Pemkab Wonosobo Usulkan 575 Formasi PPPK




Pelaksana Tugas Badan Kepegawaian Daerah (BKD) Kabupaten Wonosobo, Samsul Maarif


WONOSOBO (FOKUSSABA)- Sebanyak 575 tenaga honorer di wilayah Wonosobo diusulkan menjadi pegawai pemerintah dengan perjanjian kerja (PPPK) kepada pemerintah pusat. Di hari terakhir, Pemerintah Kabupaten Wonosobo mengusulkan sebanyak 575 formasi kepada Kementerian Pendayagunaan Aparatur Sipil Negara dan Reformasi Birokrasi (Kemenpan-RB) Republik Indonesia, Kamis (7/2) kemarin.

Pelaksana Tugas (Plt) Kepala Badan Kepegawaian Daerah (BKD) Kabupaten Wonosobo, Samsul Maarif menyebutkan, sebanyak 575 formasi yang diusulkan tersebut, terdiri dari tenaga honorer kategori dua Dinas Pendidikan Pemuda dan Olahraga (Disdikpora), tenaga kesehatan Dinas Kesehatan (Dinkes) dan penyuluh pertanian Dinas Pangan Pertanian dan Perikanan (Dipaperkan).

"Kami mengusulkan 575 formasi hari ini. Karena hari ini adalah hari terakhir untuk mengusulkan formasi PPPK. Tetapi, kami belum tahu berapa banyak yang disetujui oleh Kemenpan-RB. Pemerintah pusat akan merekrut jalur PPPK melalui dua tahap, yaitu sebelum pemilu sebanyak 75 ribu dan setelah pemilu sebanyak 75 ribu " ungkapnya, kemarin.
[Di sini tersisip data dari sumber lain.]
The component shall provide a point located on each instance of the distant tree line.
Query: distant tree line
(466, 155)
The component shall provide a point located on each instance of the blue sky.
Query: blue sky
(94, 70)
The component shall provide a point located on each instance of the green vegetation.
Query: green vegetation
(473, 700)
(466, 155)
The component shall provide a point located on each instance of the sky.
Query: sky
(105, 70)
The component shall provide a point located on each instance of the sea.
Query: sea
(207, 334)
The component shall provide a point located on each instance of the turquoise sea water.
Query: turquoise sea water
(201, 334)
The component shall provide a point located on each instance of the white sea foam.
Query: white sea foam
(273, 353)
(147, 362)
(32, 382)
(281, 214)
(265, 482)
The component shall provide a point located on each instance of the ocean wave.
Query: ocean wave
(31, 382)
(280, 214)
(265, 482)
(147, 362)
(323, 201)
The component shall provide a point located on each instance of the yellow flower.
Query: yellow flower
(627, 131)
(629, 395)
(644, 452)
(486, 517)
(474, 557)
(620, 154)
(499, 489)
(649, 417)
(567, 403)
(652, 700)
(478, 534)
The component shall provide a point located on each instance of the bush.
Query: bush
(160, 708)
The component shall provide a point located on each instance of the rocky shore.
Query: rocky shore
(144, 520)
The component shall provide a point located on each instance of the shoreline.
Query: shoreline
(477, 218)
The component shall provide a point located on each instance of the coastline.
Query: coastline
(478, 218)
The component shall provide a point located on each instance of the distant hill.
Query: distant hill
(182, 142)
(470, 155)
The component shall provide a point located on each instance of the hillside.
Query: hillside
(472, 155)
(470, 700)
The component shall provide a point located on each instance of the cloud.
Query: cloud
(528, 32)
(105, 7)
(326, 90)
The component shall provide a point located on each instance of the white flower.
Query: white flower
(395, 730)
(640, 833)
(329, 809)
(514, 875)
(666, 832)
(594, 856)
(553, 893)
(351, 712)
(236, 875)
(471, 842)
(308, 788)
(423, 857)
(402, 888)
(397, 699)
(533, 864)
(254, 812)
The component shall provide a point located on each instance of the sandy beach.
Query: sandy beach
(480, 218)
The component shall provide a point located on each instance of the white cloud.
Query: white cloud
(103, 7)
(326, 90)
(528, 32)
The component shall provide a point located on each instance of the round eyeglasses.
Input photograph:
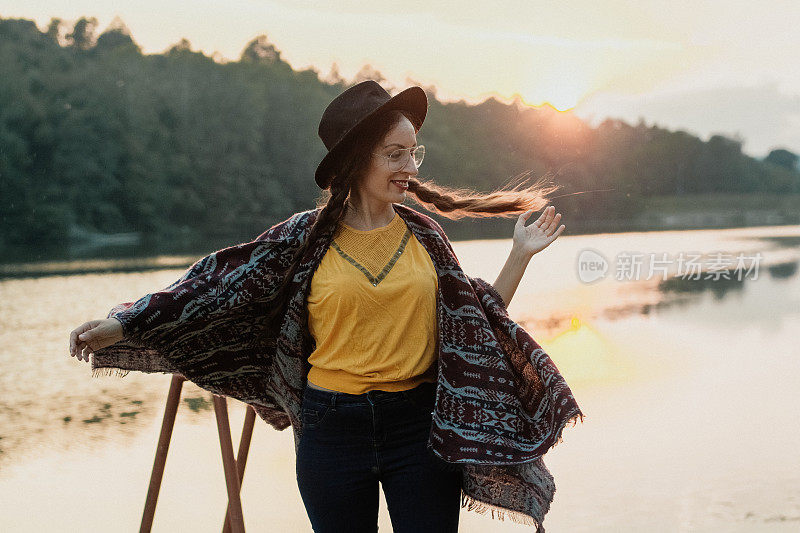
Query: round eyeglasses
(398, 159)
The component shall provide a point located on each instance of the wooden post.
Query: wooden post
(233, 468)
(161, 452)
(241, 456)
(229, 465)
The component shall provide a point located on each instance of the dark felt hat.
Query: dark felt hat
(347, 113)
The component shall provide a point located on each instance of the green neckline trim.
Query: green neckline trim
(376, 279)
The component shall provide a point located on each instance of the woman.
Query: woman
(369, 393)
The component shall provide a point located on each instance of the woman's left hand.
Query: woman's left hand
(532, 239)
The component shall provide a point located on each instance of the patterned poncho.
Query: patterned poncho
(500, 401)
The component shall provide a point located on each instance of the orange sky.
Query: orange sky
(706, 67)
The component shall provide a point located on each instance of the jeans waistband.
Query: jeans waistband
(373, 396)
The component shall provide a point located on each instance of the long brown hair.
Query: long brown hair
(454, 203)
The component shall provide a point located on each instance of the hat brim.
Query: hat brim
(412, 99)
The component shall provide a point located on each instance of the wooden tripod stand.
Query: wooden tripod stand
(234, 467)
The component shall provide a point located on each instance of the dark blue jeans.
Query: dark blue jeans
(351, 442)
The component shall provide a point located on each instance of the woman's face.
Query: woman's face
(381, 184)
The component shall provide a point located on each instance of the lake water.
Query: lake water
(690, 390)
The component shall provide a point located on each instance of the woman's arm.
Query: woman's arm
(528, 240)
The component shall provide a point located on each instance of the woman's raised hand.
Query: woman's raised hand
(94, 335)
(536, 237)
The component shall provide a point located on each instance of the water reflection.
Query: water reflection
(689, 387)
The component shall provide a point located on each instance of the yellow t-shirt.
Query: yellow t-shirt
(372, 311)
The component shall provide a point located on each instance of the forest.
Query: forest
(181, 146)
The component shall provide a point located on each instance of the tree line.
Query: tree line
(96, 135)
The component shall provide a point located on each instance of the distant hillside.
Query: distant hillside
(97, 137)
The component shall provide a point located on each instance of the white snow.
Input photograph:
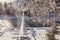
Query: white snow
(7, 1)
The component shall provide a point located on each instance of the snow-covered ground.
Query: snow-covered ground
(38, 33)
(7, 1)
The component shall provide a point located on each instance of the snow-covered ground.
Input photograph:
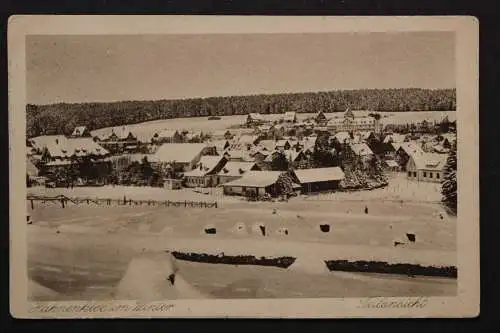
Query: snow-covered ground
(83, 250)
(203, 124)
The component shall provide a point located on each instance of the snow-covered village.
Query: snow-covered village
(345, 193)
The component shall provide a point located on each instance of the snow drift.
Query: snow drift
(154, 277)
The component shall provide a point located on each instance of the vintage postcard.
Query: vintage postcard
(225, 166)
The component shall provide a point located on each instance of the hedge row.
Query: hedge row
(387, 268)
(282, 262)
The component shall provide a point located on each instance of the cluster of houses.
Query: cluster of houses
(242, 163)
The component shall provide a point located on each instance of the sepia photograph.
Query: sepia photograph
(163, 167)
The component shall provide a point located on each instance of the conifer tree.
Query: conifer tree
(449, 183)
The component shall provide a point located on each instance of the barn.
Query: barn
(319, 179)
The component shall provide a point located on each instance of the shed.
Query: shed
(254, 183)
(319, 179)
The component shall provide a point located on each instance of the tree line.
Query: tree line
(62, 118)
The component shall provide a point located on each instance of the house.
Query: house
(391, 165)
(267, 145)
(255, 119)
(426, 167)
(74, 148)
(120, 139)
(246, 141)
(254, 183)
(122, 162)
(205, 172)
(290, 117)
(320, 118)
(182, 157)
(295, 157)
(395, 137)
(362, 151)
(276, 131)
(31, 169)
(221, 135)
(404, 151)
(39, 143)
(350, 122)
(81, 132)
(238, 155)
(172, 183)
(61, 154)
(282, 145)
(167, 136)
(341, 138)
(319, 179)
(220, 145)
(234, 170)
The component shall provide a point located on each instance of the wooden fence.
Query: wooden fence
(63, 201)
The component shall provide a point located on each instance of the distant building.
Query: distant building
(320, 118)
(235, 170)
(255, 119)
(81, 132)
(254, 183)
(181, 157)
(404, 151)
(426, 167)
(319, 179)
(349, 123)
(290, 117)
(167, 136)
(205, 172)
(119, 140)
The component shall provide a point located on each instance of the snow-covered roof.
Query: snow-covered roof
(167, 133)
(410, 148)
(247, 139)
(268, 144)
(392, 163)
(256, 179)
(75, 147)
(234, 168)
(289, 116)
(281, 143)
(430, 161)
(58, 163)
(79, 130)
(319, 174)
(396, 137)
(31, 169)
(43, 141)
(178, 152)
(256, 116)
(361, 149)
(208, 163)
(342, 137)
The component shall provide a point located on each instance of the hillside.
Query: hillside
(63, 117)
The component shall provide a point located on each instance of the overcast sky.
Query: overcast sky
(111, 68)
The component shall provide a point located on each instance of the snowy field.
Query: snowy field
(203, 124)
(399, 189)
(82, 251)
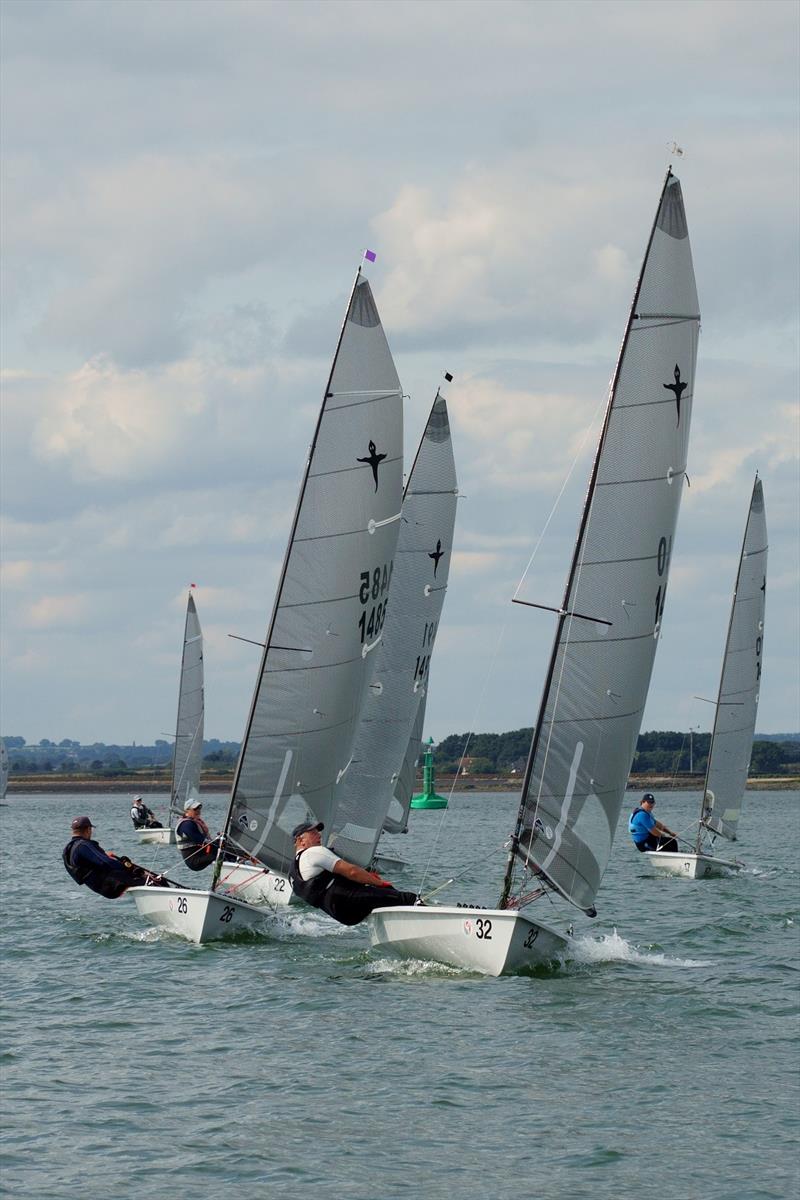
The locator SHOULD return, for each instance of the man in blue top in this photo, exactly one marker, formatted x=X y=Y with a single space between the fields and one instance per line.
x=647 y=832
x=88 y=863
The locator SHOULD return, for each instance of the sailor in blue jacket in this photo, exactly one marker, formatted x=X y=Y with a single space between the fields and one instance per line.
x=88 y=863
x=647 y=832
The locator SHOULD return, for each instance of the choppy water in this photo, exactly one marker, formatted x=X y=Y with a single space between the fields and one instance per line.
x=662 y=1062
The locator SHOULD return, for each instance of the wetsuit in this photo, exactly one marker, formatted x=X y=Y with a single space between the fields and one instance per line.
x=89 y=864
x=343 y=899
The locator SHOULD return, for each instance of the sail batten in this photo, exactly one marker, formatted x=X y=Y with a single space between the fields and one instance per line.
x=734 y=721
x=331 y=598
x=620 y=565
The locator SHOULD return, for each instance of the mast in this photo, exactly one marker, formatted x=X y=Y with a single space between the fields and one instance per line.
x=565 y=615
x=268 y=641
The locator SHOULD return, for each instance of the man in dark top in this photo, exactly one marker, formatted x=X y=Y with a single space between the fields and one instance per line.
x=647 y=832
x=343 y=891
x=89 y=864
x=142 y=816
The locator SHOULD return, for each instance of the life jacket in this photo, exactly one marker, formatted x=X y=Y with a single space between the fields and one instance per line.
x=633 y=828
x=314 y=892
x=95 y=876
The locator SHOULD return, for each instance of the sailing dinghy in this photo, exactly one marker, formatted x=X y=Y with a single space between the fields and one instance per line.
x=319 y=649
x=403 y=660
x=734 y=720
x=605 y=643
x=187 y=757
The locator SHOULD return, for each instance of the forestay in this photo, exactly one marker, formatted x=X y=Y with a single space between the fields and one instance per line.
x=403 y=660
x=734 y=721
x=608 y=630
x=331 y=599
x=401 y=802
x=187 y=759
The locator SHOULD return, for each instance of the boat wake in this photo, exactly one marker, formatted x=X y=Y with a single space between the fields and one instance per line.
x=613 y=948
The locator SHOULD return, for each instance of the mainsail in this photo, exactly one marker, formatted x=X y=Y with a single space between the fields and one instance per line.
x=734 y=721
x=611 y=617
x=331 y=599
x=188 y=733
x=403 y=660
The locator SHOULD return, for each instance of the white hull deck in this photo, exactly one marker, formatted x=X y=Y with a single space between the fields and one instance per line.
x=690 y=867
x=194 y=915
x=493 y=941
x=257 y=885
x=156 y=837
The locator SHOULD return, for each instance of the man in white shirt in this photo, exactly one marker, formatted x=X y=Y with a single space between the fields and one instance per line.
x=343 y=891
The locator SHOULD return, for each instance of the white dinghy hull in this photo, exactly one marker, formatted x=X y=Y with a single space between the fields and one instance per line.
x=257 y=885
x=194 y=915
x=492 y=941
x=690 y=867
x=156 y=837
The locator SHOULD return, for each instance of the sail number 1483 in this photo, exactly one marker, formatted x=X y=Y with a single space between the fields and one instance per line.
x=373 y=587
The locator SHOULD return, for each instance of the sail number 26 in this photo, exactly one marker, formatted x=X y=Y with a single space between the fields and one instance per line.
x=373 y=587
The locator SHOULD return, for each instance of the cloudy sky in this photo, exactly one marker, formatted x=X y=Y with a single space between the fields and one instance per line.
x=187 y=186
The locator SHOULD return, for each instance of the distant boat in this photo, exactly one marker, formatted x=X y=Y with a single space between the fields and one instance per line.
x=401 y=678
x=326 y=623
x=608 y=627
x=187 y=756
x=734 y=719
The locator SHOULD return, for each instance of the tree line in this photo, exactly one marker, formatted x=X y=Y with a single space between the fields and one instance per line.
x=476 y=754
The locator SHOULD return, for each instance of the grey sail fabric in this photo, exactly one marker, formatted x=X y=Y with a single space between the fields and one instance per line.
x=398 y=809
x=331 y=600
x=187 y=759
x=403 y=660
x=599 y=677
x=734 y=721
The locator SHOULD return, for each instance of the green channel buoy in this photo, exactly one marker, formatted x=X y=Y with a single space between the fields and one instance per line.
x=428 y=798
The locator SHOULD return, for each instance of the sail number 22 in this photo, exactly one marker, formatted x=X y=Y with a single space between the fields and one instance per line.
x=373 y=586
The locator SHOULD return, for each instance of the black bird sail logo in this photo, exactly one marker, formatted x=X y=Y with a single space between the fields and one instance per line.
x=435 y=556
x=374 y=461
x=679 y=387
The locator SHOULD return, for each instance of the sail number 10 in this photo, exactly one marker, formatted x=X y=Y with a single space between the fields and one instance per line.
x=374 y=586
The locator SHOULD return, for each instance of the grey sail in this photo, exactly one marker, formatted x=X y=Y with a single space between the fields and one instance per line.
x=331 y=599
x=187 y=759
x=734 y=721
x=403 y=660
x=608 y=629
x=398 y=809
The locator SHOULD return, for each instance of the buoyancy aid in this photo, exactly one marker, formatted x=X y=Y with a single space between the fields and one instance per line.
x=313 y=892
x=95 y=876
x=633 y=827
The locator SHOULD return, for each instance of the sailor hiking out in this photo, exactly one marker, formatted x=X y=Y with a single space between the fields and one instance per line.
x=647 y=832
x=89 y=864
x=343 y=891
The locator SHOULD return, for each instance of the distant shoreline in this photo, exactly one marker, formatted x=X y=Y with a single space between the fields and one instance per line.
x=444 y=785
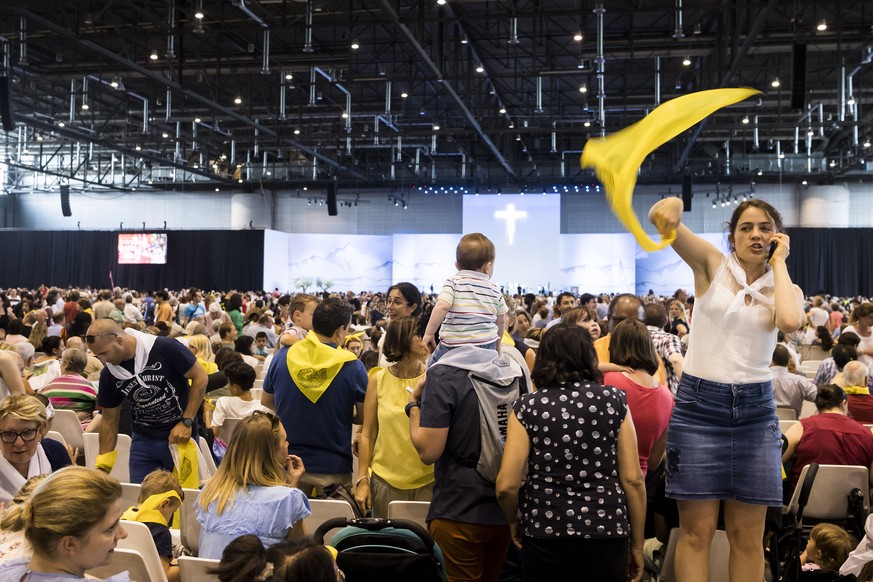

Menurut dia, tahap pertama ini khusus tenaga kesehatan, tenaga pendidikan dan tenaga penyuluh pertanian. Sementara untuk tahap dua, selain masih ada ketiga tenaga tersebut masih ditambah jalur umum. "Untuk tahap pertama ini, ratusan formasi tersebut terdiri dari tenaga kesehatan, pendidikan dan penyuluh pertanian. Penerimaan calon PPPK kali ini juga khusus untuk tenaga honorer kategori dua," beber dia.

Selain itu, lanjutnya, sistem seleksi calon PPPK sama dengan seleksi penerimaan Calon Pegawai Negeri Sipil (CPNS) tahun 2018, yakni menggunakan sistem Computer Assistend Test (CAT). Jadi dalam penerimaannya tidak ada intervensi dari pihak manapun. "Seorang pejabatpun tidak akan bisa mempengaruhi seleksi PPPK, karena seleksi menggunakan sistem CAT," bebernya.

Jadi hasil nilai bisa langsung keluar setelah peserta mengerjakan soal. Pihaknya akan melayani dan memfasilitasi program penerimaan PPPK dari pusat dengan sebaik mungkin. Selain itu, BKD juga akan mengikuti sesuai jadwal dan prosedur penerimaan PPPK yang diberikan pemerintah pusat, karena Kabupaten Wonosobo masih membutuhkan tenaga kesehatan, pendidikan dan penyuluh pertanian.

"Sesuai jadwal dari pusat terkait penerimaan calon PPPK akan dimulai tanggal 8-28 Februari 2019. Nantinya hasil akan diumumkan pada 1 Maret 2019. Penyelenggaraan memang dilakukan marathon. Namun kami masih bingung apakah nantinya surat keputusan (SK) dikeluarkan April ataupun kapan. Karena memang terkait penyesuaian hak mereka setelah menjadi PPPK belum dianggarkan dalam APBD," terang dia. (AB)

Tidak ada komentar

Diberdayakan oleh Blogger.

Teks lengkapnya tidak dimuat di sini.